プロスカウトが熱視線。都市対抗を沸かせた2022年のドラフト候補たち (2ページ目)

  • 菊地高弘●文 text by Kikuchi Takahiro
  • photo by Ohtomo Yoshihiro

 東京ガスでは当初はリリーフ中心に起用されていたが、都市対抗前のオープン戦で急成長をアピール。山口太輔監督から「新人でも強い真っすぐを投げられる。立ち上がりを乗り越えればいける」と評価され、初戦の先発という大役を任された。

 ただし、ENEOSとの準々決勝では左脇腹の違和感が出て、わずか1球で降板。チームは3年ぶりの都市対抗出場で優勝と躍進したものの、益田個人としては不完全燃焼に終わった。来季は名門の中心投手として、年間通して活躍できるかがプロ入りへのカギになりそうだ。

 前評判どおりの実力を発揮できなかったのは、片山皓心(ひろみ/Honda)だ。捕手のミットを力強く押す重量感のある速球を武器に、完投能力の高さが光る。桐蔭横浜大4年秋から本格化してきた、遅咲きのサウスポーである。

 昨年の都市対抗優勝チームであるHondaに入社後は、春先からエース格に君臨し続けた。日本選手権ではパナソニック、日本生命から2ケタ三振を奪って完投勝利を収めるなど、ベスト4進出に貢献。だが、昨秋の大学時からのフル稼働がたたったのか、夏場以降に状態を落とした。都市対抗では先発起用されたものの、本来の球威はなく3回1失点で早期降板。チームも初戦で敗退している。試合後、片山はこう総括した。

「これが今の実力なのかな、という思いはあります。
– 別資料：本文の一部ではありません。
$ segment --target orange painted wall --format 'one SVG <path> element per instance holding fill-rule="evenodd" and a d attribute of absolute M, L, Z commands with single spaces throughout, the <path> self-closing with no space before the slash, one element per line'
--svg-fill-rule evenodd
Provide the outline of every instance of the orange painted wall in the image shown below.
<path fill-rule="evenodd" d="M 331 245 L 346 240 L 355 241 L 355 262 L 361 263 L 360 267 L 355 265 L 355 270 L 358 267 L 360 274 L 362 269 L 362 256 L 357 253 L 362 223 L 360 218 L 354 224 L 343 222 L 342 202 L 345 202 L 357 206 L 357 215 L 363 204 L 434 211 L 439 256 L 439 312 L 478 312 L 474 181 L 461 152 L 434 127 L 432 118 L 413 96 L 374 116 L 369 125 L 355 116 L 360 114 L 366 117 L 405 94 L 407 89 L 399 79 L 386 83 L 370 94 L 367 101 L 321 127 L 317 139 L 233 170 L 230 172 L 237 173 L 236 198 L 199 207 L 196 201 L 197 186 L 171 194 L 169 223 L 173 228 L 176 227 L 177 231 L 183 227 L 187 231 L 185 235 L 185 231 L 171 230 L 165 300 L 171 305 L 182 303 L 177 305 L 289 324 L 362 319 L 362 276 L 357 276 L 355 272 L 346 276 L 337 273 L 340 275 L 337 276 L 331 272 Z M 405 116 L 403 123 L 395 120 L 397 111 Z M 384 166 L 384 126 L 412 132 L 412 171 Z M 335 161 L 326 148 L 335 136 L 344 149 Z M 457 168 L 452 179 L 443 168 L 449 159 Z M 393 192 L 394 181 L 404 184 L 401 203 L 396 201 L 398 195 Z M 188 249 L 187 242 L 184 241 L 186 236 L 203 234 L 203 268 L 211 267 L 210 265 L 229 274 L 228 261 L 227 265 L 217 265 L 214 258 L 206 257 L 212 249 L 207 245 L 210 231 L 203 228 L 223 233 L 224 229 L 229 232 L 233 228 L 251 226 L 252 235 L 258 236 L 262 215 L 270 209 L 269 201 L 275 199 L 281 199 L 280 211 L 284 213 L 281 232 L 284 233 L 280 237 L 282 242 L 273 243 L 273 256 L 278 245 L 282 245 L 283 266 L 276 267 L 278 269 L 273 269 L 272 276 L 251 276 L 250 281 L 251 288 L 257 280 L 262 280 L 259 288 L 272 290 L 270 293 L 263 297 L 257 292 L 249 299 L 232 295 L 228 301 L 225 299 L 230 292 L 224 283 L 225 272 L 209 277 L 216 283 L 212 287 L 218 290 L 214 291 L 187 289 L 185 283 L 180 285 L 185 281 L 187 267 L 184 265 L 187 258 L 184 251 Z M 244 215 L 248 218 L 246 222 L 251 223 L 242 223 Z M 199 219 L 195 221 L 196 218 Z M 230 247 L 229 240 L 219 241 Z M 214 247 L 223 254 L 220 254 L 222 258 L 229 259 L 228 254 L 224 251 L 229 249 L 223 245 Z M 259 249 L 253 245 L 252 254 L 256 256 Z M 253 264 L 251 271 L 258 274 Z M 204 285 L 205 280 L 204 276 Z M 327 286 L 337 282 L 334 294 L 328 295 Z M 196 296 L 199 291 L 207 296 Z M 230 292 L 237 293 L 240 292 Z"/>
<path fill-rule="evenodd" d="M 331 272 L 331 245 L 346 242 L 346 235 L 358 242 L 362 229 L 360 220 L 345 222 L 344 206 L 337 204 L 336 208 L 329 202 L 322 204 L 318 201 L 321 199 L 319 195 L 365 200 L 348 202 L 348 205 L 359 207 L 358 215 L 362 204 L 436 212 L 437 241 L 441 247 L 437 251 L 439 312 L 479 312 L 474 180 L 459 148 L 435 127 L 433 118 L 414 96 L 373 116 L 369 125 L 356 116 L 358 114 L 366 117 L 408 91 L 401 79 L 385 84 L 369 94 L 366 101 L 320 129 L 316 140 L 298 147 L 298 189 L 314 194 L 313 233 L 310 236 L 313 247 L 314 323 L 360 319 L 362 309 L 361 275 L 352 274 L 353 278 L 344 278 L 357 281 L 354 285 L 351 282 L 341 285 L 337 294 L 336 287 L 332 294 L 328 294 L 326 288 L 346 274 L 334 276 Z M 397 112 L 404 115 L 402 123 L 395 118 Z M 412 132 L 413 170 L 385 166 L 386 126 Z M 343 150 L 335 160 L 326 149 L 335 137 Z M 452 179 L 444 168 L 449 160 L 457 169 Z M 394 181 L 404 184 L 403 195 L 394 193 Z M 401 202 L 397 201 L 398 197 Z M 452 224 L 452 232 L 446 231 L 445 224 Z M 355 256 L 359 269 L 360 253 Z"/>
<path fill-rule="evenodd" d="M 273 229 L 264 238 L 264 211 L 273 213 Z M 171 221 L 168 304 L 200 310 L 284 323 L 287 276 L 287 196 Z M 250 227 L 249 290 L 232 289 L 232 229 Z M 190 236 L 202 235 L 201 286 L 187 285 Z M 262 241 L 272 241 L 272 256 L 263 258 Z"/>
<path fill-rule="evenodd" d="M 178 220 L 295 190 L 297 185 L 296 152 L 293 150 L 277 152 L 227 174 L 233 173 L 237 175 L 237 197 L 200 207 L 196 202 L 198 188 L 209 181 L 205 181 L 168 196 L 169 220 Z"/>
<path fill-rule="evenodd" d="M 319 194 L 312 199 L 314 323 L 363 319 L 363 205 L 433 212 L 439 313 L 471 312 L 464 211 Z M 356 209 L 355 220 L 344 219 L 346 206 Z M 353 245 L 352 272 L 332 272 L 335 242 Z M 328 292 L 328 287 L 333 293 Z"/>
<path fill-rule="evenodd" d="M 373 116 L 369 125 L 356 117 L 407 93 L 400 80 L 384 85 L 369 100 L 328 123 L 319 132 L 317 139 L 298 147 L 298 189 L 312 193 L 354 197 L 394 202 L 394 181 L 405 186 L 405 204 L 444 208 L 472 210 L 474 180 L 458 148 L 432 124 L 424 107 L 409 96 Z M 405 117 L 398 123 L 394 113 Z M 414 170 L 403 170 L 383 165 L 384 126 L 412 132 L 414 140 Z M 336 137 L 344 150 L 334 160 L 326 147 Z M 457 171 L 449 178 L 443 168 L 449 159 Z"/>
誰が見ても、明らかに7月までよりよくないなか、状態を高められなかったところに自分の弱さを感じました。社会人野球はシーズンが長いので、調子の波をなくしていかなければならない、来年以降に克服しなければいけない課題だと思います」

 一方、開幕戦でHondaを破る金星の立役者になった、JR東日本東北の新人右腕・竹本祐瑛(ひろあき)の投球も印象的だった。駒澤大時代から高いポテンシャルを秘めた身長186センチ、体重93キロの大型右腕だが、東都大学リーグ通算5勝15敗と結果が伴わなかった。だが、社会人では「春先からずっとよかった」と西村亮監督から信頼を得て、エース格として活躍している。